Let’s say {F_T \subseteq V} is the optimal solution for the tree {T}, where the closest facility in {F_T} to {x} is {f_x^T}, giving {OPT_T = \sum_x d_T(x, f_x^T)}. How does this solution {F_T} perform back on the cycle? Well, each distance in the cycle is less than that in the tree {T}, so the expected cost of solution {F_T} on the cycle will be

\displaystyle  E \left[ \sum_x d(x,f_x^T) \right] = \sum_x E[ d(x,f_x^T) ] \leq \sum_x E[ d_T(x, f_x^T) ] = E_T [ OPT_T ] \leq 2\, OPT .

And we have a randomized {2}-approximation for {k}-median on the cycle!

 

1.3. Popping the Stack

 

To recap, here’s the algorithm: pick a random tree {T} from some nice distribution. Find an optimal solution {F_T} for the problem, using distances according to the tree {T}, and output this set as the solution for the original metric.

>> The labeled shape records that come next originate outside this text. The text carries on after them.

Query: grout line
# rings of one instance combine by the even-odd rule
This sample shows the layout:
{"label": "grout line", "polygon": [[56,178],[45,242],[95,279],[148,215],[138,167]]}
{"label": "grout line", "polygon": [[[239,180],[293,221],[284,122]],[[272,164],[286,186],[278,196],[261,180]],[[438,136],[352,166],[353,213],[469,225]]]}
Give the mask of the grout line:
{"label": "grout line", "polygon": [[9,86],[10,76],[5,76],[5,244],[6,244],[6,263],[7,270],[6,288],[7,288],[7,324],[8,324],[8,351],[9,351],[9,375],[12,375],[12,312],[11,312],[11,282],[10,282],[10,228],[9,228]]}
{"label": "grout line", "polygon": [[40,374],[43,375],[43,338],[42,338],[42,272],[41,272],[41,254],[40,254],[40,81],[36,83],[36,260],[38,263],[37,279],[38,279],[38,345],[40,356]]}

And what did we use to show this was a good solution? That we had a distribution over trees such that

  • every tree in the distribution had distances no less than that in the original metric, and
  • the expected tree distance between any pair {x, y \in V} satisfies {E_T[ d_T(x,y) ] \leq \alpha \cdot d(x,y)} for some small {\alpha}; here {\alpha = 2}.

And last but not least

  • that the objective function was linear in the distances, and so we could use linearity of expectations.

Note that TSP, {k}-median, {k}-server, and many other metric problems have cost functions that are linear in the distances, so as long as the metrics we care about can be “embedded into random trees” with small {\alpha}, we can translate algorithms on trees for these problems into (randomized) algorithms for general metrics! This approach gets used all the time, and is worth remembering. (BTW, note that this general approach does not work for non-linear objective functions, like {k}-center, or {k}-means.)

But can we get a small {\alpha} in general? In the next section, we show that for any {n}-point metric with aspect ratio {\frac{\max d(x,y)}{\min d(x,y)} = \Delta}, we can get {\alpha = O(\log n \log \Delta)}; and we indicate how to improve this to {O(\log n)}, which is the best possible!

 

2. Embeddings into Trees

 

In this section, we prove the following theorem using tree embeddings (and then, in the following section, we improve it further to {O(\log n)}).

Theorem 1 Given any metric {(V,d)} with {|V| = n} and aspect ratio {\Delta}, there exists a efficiently sampleable distribution {\mathcal{D}} over spanning trees of {V} such that for all {u,v\in V}:

  1. For all {T \in \textrm{Support}(\mathcal{D})}, {d_T(u,v) \geq d(u,v)}, and
  2. {\mathop{\mathbb E}_{T\sim \mathcal{D}}[d_T(u,v)] \leq O(\log n \log \Delta) \; d(u,v)}.

 

To prove this theorem, we will use the idea of a low diameter decomposition. Given a metric space {(V, d)} on {|V| = n} points and a parameter {r \in {\mathbb R}_+}, a (randomized) low-diameter decomposition is an efficiently sampleable probability distribution over partitions of {V} into {S_1 \uplus S_2 \uplus S_3 \uplus \dots \uplus S_t} such that

  1. (Low Radius/Diameter) For all {S_i}, there exists {c_i \in V} such that for all {u \in S_i}, {d(c_i, u) \leq r/2}. Hence, for any {u, v \in S_i}, {d(u,v) \leq r}.
  2. (Low Cutting Probability) For each pair {u,v}, {\Pr[u,v \text{ lie in different } S_i's ] \leq \beta \; \frac{d(u,v)}{r}} with {\beta = O(\log n)}.

We’ll show how to construct such a decomposition in the next section (next lecture), and use such a decomposition to prove Theorem 1.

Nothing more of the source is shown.